What Gutenberg Actually Changed
The surface level change was visual. Instead of a single content area with a toolbar, the editor became a collection of individual blocks: paragraph blocks, heading blocks, image blocks, custom blocks, and a growing library of layout blocks. Each block could be configured, moved, and styled independently. The editing experience became more visual and more flexible.
The deeper change was architectural. Gutenberg introduced a React based editor framework into WordPress core. The content editing interface was no longer a TinyMCE instance that could be extended with simple JavaScript and PHP filters. It became a full client side application with its own state management, its own component model, and its own build pipeline requirements. For developers, this meant that extending the editor now required React knowledge, a Node.js build setup, and familiarity with the WordPress block API, which evolved rapidly across WordPress releases.

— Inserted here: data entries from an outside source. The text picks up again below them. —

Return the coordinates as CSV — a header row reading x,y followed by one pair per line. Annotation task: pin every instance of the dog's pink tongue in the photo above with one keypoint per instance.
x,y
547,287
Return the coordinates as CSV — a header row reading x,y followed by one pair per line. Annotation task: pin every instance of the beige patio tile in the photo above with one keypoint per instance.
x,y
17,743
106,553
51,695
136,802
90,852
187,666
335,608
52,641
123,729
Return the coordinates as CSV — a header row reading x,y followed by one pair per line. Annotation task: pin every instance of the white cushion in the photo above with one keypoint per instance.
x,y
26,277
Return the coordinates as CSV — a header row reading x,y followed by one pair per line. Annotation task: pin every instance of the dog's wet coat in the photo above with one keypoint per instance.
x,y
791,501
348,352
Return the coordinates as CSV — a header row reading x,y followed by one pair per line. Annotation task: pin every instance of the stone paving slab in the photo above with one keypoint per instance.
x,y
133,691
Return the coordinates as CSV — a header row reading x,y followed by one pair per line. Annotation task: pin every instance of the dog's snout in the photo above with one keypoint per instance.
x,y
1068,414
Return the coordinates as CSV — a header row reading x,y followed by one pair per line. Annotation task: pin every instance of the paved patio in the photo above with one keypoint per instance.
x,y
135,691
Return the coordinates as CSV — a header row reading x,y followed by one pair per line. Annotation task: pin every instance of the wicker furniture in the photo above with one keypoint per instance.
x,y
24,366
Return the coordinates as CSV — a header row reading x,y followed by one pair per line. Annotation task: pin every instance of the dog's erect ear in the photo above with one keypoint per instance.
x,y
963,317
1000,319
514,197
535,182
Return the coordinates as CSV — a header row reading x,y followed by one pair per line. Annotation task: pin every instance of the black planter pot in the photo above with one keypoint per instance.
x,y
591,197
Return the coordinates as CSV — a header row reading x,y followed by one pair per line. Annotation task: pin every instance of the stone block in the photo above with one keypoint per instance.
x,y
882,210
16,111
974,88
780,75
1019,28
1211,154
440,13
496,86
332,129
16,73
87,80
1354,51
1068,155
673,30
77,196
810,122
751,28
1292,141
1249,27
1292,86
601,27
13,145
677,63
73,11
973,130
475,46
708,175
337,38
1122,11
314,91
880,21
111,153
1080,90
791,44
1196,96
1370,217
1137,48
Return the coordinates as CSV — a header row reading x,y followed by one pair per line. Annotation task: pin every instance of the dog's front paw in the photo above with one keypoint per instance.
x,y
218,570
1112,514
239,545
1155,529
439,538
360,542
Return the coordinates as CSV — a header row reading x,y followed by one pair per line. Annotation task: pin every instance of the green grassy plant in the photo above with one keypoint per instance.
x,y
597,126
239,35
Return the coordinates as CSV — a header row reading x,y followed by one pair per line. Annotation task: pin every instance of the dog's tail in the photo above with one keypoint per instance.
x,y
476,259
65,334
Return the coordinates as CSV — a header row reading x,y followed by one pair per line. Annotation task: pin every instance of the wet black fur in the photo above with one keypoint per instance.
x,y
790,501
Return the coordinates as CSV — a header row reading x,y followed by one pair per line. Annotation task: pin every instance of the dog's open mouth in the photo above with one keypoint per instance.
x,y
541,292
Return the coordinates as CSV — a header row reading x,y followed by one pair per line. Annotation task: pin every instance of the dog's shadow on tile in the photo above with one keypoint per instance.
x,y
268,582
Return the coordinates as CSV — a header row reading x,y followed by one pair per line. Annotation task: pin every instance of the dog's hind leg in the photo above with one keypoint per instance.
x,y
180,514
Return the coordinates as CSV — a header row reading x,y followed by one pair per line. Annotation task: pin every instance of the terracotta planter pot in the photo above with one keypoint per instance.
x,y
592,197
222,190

For plugin developers, this was the most consequential part. Any plugin that added functionality to the editing experience, whether it was custom fields, content templates, SEO meta boxes, or editorial workflow tools, needed to be rearchitected to work within the block editor framework or relied on the backward compatibility layer that WordPress provided for legacy meta boxes. That compatibility layer worked, mostly, but it positioned existing plugins as legacy components rather than first class editor citizens.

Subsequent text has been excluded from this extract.